Malaysia's Prime Minister Najib Razak and then Deputy Prime Minister Muhyiddin Yassin at UMNO party headquarters in Kuala Lumpur on May 6, 2013, after winning that year's elections. Reuters

Malaysia's former deputy prime minister, who was fired after he raised doubts about an investigation linked to Prime Minister Najib Razak, said Thursday he would stay in the ruling party but fight his suspension as its deputy president. There was speculation he would quit the United Malays National Organization (UMNO), following longtime leader Mahathir Mohamad.

"I will stay in UMNO, it's in my blood," Muhyiddin Yassin said at a press conference, Channel News Asia reported.

"I'll stay on to fight the party's evil from within," the Straits Times quoted Muhyiddin as saying. "Just because I plan to stay on in UMNO doesn't mean I won't do anything. Our fight is not over."

On Wednesday, Muhyiddin's successor as deputy prime minister called on him not to make hasty decisions.

Muhyiddin was Najib's heir apparent until July last year, when he said investigations into a debt-ridden state-run fund were being delayed. The fund was later linked to $681 million that had been deposited in Najib's personal account. Muhyiddin lost the deputy prime minister post then, and the deputy party president post last week, after saying he had seen criminal evidence related to Najib's account.

In January, the current attorney general — the previous one was fired from the cabinet with Muhyiddin last year — cleared Najib, saying he confirmed the prime minister's claim that the money came from unidentified members of Saudi Arabia's royal family.

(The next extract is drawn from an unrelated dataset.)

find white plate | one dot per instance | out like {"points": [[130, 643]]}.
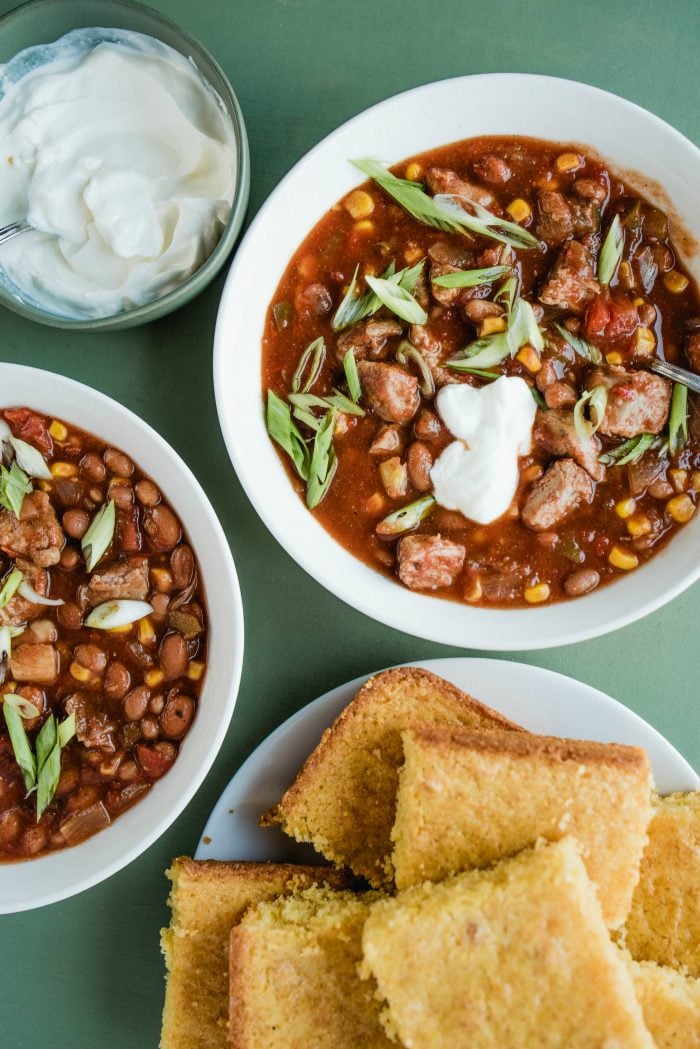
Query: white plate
{"points": [[410, 123], [539, 700]]}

The Wall Street Journal, which first reported on the $681 million, said this week deposits into Najib's accounts actually exceeded $1 billion and came mostly from 1Malaysia Development Berhad (1MDB), the infrastructure fund created by Najib, and whose advisory board he still heads.

On Wednesday, the Asia Sentinel detailed examples of how money flowed to politicians in Malaysia, including 50,000 Malaysian ringgit ($12,000) a month each to 191 local district chiefs, totaling $27 million, from the prime minister's personal accounts. The Sentinel said more money — mostly from the 1MDB foundation — flows through the Village Security and Development Committee and four agencies under the Ministry of Information, Communications and Culture.

The Sentinel said Najib didn't start the political money machine but he expanded a system in place during the time of his predecessors including Mahathir Mohamad. Mahathir, who has been calling for Najib to step down since last year, resigned from UMNO this month.

Muhyiddin isn't the first heir apparent to lose his place in Malaysia. In 1998, Deputy Prime Minister Anwar Ibrahim was ousted, convicted and jailed on corruption and sodomy allegations. The prime minister who ousted Anwar was Mahathir.